Back to Hattonchâtel, it's located on a rocky promontory and was fortified in the ninth century by Hatton, Bishop of Verdun, who gave the village its name. The citadel was destroyed in 1634 by order of Richelieu. Miss Belle Skinner, an American benefactor, helped to restore the architectural heritage damaged during the First World War. The chateau, rebuilt in 1923, is now a luxury hotel.  Obviously not as luxurious as our campervan and certainly more expensive to stay in!


I followed the road out of the village, heading through forests and small hamlets, stopping occasionally to soak up the atmosphere, check my map and take a drink of water on a hot, still day. In all I covered 43km and returned to the van for a cold coke and some lunch.  

Later we went for a swim in the lake.  It was much quieter today, being a Monday, so we stayed a little longer before returning to the van for dinner.  Later, as the sun was starting to set over the lake, we walked Salty along the water's edge, watching the dragonflies and (all too few) birds flitting over the surface of the water to hoover up the insects.


The service point just outside the aire this morning had a long queue.  It's a Flot Bleu, which isn't my favourite as the toilet emptying point and fresh water tap are both squeezed into a small locker - blurgh!  On our journey I spotted an aire sign in a village so we pulled in and were able to empty the tanks and refill for just €2.  After a food and fuel replenishment in Pont à Musson, we carried on and pulled off in a small village to have lunch in the shade of some trees by a chalk stream.  

Perfect lunch spot

It was a hot afternoon, so we were glad to reach the aire next to the municipal campsite in the ancient pilgrimage village of Saint Quirin.  We took Salty for a walk in the shade of the forest and returned for a cup of tea.  I wandered down to check out the notices and saw that this is no longer a free aire, but to stay we would have to pay the same rate as the campsite.  As we'd just spend two nights in one place we decided to move on and drove the 15 minutes to this lovely village of Walscheid. 
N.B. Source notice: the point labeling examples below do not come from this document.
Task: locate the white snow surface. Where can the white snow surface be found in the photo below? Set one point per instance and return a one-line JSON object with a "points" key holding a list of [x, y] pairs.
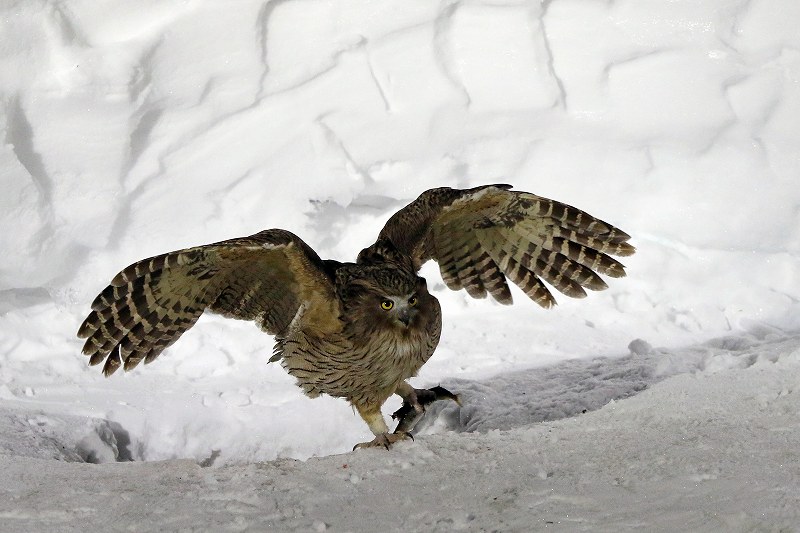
{"points": [[669, 401]]}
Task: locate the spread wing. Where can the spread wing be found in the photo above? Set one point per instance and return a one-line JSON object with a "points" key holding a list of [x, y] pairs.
{"points": [[151, 303], [484, 235]]}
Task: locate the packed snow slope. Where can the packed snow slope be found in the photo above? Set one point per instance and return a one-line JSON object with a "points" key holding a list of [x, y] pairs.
{"points": [[132, 129]]}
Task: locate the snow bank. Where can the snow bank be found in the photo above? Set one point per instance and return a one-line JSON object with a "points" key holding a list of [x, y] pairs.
{"points": [[133, 131]]}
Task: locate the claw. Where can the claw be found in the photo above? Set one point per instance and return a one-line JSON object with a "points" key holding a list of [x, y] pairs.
{"points": [[411, 411], [384, 440]]}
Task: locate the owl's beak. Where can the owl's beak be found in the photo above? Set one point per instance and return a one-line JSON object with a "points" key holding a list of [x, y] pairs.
{"points": [[404, 316]]}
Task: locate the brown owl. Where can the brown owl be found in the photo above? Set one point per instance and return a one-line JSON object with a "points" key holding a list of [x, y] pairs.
{"points": [[359, 330]]}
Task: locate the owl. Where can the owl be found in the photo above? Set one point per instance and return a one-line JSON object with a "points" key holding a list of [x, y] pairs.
{"points": [[359, 330]]}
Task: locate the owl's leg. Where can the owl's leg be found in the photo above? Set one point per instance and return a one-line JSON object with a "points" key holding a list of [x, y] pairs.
{"points": [[414, 402], [374, 418]]}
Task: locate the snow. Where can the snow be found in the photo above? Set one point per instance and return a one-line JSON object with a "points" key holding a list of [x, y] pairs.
{"points": [[667, 401]]}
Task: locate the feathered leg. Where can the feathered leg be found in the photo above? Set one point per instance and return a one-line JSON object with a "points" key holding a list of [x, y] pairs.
{"points": [[374, 418]]}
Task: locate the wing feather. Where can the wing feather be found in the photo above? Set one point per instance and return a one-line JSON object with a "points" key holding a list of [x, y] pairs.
{"points": [[151, 303], [484, 235]]}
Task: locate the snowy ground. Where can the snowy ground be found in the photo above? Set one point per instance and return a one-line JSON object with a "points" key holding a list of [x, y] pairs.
{"points": [[667, 402]]}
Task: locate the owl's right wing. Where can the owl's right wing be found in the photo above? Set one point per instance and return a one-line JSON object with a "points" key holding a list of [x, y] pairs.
{"points": [[265, 278], [482, 236]]}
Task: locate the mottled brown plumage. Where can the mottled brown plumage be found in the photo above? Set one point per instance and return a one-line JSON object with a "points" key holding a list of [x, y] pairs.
{"points": [[358, 330]]}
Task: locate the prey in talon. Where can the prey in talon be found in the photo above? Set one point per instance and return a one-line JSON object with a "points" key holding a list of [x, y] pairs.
{"points": [[359, 330]]}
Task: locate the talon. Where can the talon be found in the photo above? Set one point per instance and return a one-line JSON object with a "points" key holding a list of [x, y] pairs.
{"points": [[384, 440], [414, 405]]}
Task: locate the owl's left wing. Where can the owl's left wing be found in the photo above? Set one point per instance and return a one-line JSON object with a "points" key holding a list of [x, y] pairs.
{"points": [[264, 278], [481, 236]]}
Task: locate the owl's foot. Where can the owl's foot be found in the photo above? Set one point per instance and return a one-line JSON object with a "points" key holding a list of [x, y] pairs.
{"points": [[384, 440], [414, 405]]}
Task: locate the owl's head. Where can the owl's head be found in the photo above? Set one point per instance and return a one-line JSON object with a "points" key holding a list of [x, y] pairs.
{"points": [[384, 297]]}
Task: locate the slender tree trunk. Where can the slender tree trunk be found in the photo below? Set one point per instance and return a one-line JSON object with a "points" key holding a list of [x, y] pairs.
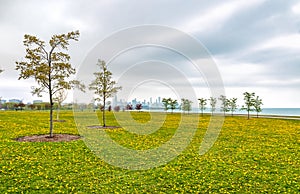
{"points": [[51, 115], [57, 115], [103, 114]]}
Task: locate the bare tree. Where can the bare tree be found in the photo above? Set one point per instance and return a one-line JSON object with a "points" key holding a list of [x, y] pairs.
{"points": [[59, 97], [186, 105], [103, 85], [202, 103], [212, 102], [49, 66], [232, 105], [249, 102], [224, 104], [257, 105]]}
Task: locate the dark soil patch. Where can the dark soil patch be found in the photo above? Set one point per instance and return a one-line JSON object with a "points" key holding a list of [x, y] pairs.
{"points": [[101, 127], [47, 138]]}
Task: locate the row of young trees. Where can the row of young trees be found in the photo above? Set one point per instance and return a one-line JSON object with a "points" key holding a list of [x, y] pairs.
{"points": [[50, 66], [252, 103]]}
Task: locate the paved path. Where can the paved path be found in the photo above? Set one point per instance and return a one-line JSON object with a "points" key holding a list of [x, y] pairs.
{"points": [[272, 116]]}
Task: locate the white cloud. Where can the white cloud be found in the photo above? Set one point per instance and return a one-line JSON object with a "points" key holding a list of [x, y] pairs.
{"points": [[215, 17]]}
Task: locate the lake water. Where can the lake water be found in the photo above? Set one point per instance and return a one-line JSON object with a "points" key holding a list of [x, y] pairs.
{"points": [[265, 111], [272, 111]]}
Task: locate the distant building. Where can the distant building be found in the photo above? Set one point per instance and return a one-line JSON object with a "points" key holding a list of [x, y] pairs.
{"points": [[37, 101], [15, 101]]}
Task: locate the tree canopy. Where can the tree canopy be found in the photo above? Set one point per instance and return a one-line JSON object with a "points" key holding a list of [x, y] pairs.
{"points": [[103, 85], [49, 66]]}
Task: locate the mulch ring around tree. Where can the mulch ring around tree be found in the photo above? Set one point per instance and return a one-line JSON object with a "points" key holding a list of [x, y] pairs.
{"points": [[47, 138], [101, 127]]}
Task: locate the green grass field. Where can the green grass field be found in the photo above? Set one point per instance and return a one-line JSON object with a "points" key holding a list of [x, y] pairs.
{"points": [[249, 156]]}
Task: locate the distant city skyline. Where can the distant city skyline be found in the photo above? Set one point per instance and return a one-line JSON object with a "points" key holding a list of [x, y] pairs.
{"points": [[255, 44]]}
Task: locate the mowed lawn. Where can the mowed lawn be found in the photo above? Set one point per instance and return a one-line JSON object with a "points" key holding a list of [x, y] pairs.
{"points": [[249, 156]]}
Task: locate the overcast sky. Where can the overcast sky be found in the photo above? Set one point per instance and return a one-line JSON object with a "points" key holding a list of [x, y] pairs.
{"points": [[255, 44]]}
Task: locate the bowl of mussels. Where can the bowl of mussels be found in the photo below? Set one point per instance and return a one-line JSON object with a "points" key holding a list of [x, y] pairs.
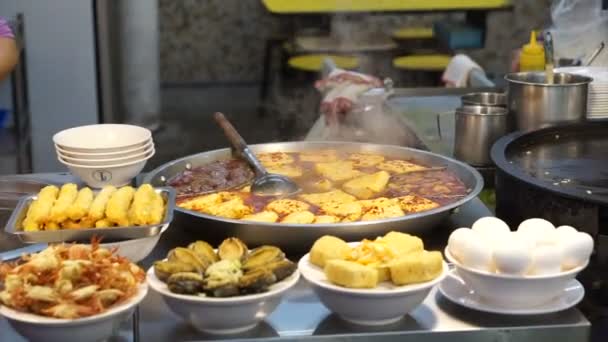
{"points": [[225, 290]]}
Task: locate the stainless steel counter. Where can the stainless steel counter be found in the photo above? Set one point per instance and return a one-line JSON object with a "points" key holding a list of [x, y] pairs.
{"points": [[302, 317]]}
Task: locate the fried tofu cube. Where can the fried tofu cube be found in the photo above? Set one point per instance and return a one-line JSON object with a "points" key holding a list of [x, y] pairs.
{"points": [[380, 212], [348, 212], [300, 217], [402, 243], [234, 209], [329, 198], [323, 156], [273, 159], [365, 160], [337, 171], [291, 171], [287, 206], [323, 185], [416, 268], [262, 216], [414, 204], [367, 186], [326, 219], [328, 248], [399, 166], [351, 274]]}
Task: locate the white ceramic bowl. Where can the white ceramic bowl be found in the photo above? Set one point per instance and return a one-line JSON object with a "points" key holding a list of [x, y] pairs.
{"points": [[102, 138], [223, 315], [385, 304], [95, 328], [105, 155], [136, 250], [514, 291], [98, 177], [109, 161]]}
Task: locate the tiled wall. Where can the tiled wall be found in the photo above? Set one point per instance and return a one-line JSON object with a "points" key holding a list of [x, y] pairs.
{"points": [[223, 40]]}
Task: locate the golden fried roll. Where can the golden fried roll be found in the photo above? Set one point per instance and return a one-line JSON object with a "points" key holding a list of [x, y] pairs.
{"points": [[98, 207], [103, 223], [140, 213], [67, 196], [117, 210], [81, 205], [40, 209]]}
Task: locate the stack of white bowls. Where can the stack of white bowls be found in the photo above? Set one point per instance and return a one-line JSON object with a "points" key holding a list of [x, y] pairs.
{"points": [[105, 154], [597, 98]]}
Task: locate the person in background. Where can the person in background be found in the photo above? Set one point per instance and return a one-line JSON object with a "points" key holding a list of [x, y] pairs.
{"points": [[9, 54]]}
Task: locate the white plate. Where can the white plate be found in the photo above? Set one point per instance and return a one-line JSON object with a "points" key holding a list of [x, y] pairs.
{"points": [[455, 289]]}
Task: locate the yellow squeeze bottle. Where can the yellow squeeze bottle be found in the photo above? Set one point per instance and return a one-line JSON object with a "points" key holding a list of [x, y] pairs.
{"points": [[532, 57]]}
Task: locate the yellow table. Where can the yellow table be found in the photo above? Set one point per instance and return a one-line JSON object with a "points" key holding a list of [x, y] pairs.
{"points": [[332, 6]]}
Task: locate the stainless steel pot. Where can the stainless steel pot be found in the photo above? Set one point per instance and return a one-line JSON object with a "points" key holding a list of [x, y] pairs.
{"points": [[477, 128], [534, 104], [299, 237]]}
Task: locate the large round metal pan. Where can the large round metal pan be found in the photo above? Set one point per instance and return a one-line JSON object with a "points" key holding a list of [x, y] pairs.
{"points": [[299, 237]]}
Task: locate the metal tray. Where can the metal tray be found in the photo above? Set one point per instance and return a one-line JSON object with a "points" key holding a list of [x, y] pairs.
{"points": [[84, 235]]}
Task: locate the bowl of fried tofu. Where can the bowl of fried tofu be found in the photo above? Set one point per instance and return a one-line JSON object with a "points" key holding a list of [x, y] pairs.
{"points": [[372, 282]]}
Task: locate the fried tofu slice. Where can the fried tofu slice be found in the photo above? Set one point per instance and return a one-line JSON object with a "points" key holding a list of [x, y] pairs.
{"points": [[300, 217], [328, 248], [402, 243], [291, 171], [117, 210], [81, 205], [65, 199], [367, 186], [416, 268], [347, 212], [365, 160], [234, 209], [414, 204], [97, 211], [323, 185], [351, 274], [337, 171], [287, 206], [322, 156], [40, 209], [329, 198], [326, 219], [399, 166], [274, 159], [262, 216]]}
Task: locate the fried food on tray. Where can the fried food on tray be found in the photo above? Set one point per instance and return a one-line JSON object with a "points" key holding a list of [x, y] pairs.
{"points": [[111, 207], [81, 205], [399, 166], [337, 186], [40, 209], [396, 257], [117, 210], [367, 186], [67, 196], [57, 282], [98, 207]]}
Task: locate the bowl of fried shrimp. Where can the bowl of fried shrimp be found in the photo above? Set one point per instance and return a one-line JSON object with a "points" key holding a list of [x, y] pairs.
{"points": [[70, 292]]}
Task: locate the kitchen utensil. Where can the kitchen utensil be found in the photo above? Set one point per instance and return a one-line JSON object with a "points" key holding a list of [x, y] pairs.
{"points": [[457, 291], [85, 234], [514, 291], [534, 104], [484, 99], [264, 184], [299, 237], [476, 129]]}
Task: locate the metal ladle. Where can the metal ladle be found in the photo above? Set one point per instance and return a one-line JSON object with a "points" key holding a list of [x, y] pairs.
{"points": [[264, 183]]}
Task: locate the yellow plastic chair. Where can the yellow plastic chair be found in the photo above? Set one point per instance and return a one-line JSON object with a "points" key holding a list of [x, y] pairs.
{"points": [[314, 62], [432, 62]]}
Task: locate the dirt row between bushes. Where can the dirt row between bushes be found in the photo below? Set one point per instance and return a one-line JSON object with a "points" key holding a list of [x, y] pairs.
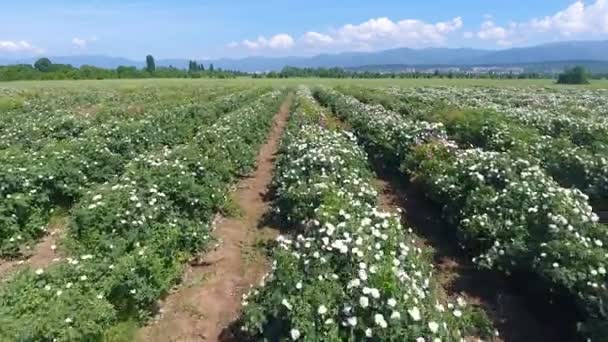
{"points": [[209, 298]]}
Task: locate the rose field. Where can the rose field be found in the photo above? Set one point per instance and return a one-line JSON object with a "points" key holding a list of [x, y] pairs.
{"points": [[244, 210]]}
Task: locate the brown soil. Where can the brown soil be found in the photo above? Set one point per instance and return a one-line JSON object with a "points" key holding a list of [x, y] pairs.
{"points": [[43, 254], [210, 298], [509, 312]]}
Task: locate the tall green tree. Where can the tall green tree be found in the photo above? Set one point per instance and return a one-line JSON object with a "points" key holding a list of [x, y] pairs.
{"points": [[43, 64], [576, 75], [150, 64]]}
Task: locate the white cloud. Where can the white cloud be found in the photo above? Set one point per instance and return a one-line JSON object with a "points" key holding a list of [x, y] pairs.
{"points": [[380, 32], [575, 19], [374, 33], [279, 41], [490, 31], [18, 47], [83, 43]]}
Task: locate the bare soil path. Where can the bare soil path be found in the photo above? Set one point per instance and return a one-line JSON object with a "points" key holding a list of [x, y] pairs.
{"points": [[42, 254], [508, 310], [209, 299]]}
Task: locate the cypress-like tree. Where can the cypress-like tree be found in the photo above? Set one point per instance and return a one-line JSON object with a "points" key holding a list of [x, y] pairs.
{"points": [[150, 64]]}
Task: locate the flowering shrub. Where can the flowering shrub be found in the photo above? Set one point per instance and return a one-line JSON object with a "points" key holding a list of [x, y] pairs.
{"points": [[129, 237], [508, 211], [348, 271], [485, 127], [36, 178]]}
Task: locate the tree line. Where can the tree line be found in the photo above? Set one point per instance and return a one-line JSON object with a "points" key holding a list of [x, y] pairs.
{"points": [[45, 69], [336, 72]]}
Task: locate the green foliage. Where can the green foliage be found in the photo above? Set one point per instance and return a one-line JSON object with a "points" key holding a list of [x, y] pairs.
{"points": [[341, 275], [576, 75], [508, 211], [150, 64], [129, 237], [43, 64]]}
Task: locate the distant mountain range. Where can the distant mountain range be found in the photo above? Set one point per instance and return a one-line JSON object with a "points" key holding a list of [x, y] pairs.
{"points": [[553, 52]]}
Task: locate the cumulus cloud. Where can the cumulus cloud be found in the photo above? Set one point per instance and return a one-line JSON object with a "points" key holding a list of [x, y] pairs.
{"points": [[317, 39], [279, 41], [576, 18], [374, 33], [82, 43], [384, 32], [18, 47], [490, 31]]}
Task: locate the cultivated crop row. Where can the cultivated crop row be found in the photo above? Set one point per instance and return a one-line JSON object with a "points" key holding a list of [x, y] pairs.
{"points": [[128, 238], [568, 163], [508, 212], [579, 116], [347, 271]]}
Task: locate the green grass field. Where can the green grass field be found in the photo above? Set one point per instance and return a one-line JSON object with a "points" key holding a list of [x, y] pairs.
{"points": [[134, 83]]}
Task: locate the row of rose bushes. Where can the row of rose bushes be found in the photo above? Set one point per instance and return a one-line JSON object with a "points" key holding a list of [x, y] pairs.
{"points": [[347, 271], [62, 114], [128, 238], [508, 212], [34, 182], [577, 116], [568, 163]]}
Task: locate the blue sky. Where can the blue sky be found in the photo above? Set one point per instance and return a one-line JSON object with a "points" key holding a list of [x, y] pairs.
{"points": [[204, 29]]}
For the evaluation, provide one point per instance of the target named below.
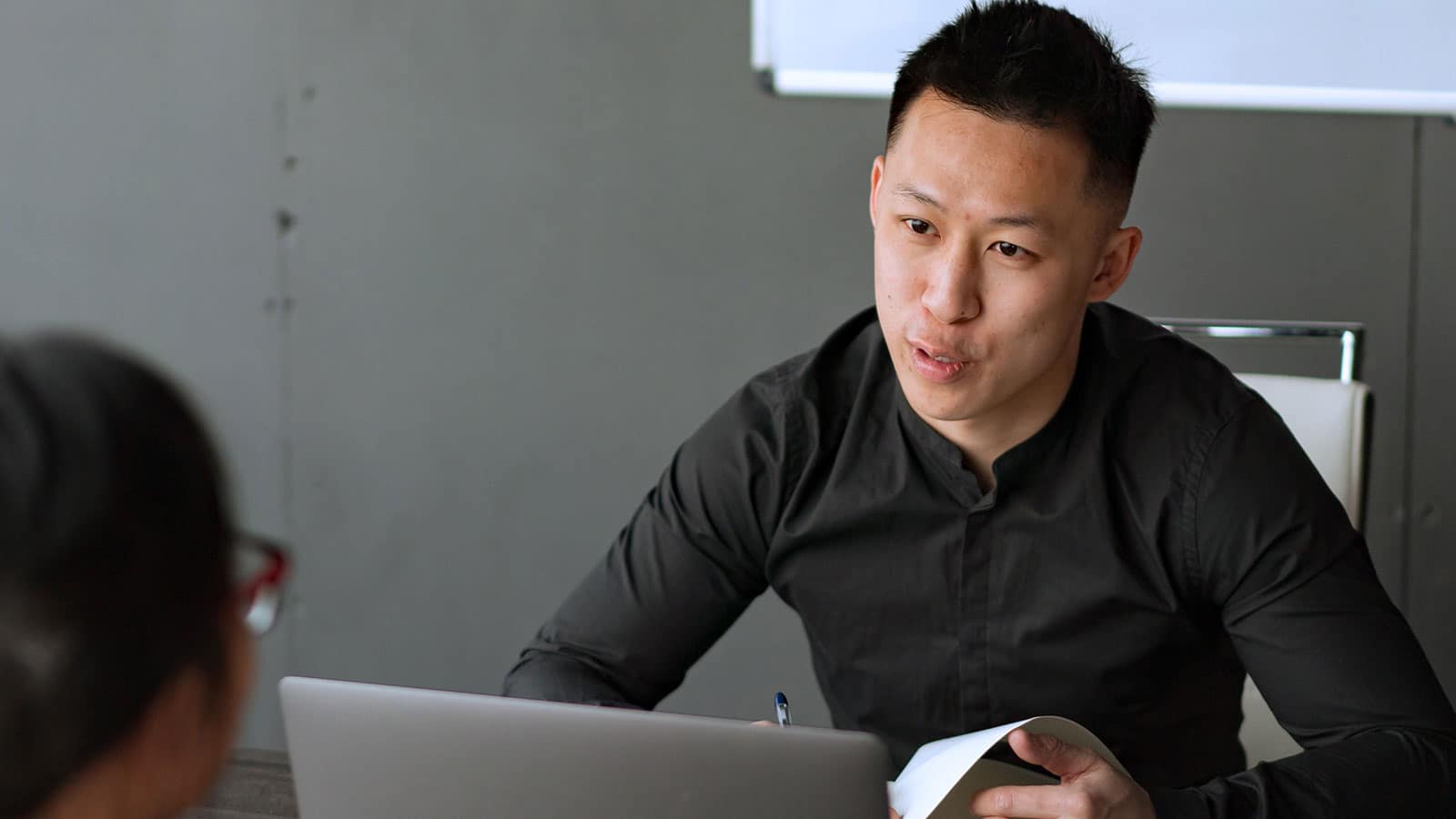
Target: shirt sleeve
(1324, 643)
(679, 574)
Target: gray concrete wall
(535, 245)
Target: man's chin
(936, 405)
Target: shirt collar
(1016, 464)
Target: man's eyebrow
(1009, 220)
(1019, 220)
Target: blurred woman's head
(123, 656)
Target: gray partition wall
(455, 278)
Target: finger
(1031, 802)
(1062, 758)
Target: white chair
(1330, 419)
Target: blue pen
(781, 709)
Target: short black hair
(116, 555)
(1024, 62)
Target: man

As I drove in it had a lovely relaxed atmosphere so I knew we'd enjoy our stay. Dinner was eaten at one the picnic tables by the lake in the still of the warm evening as the sun set behind us - idyllic.  As darkness began to fall we took a walk around part of the village and the lake, picking out which of the lovely swiss-type chalet houses we'd have if we won the lottery!

Highland Coos?


I need to do a bit of research to see where we head next.  It would be nice to stay in one area and explore it a bit more, so I'll plan on that as I check out our guide books and apps.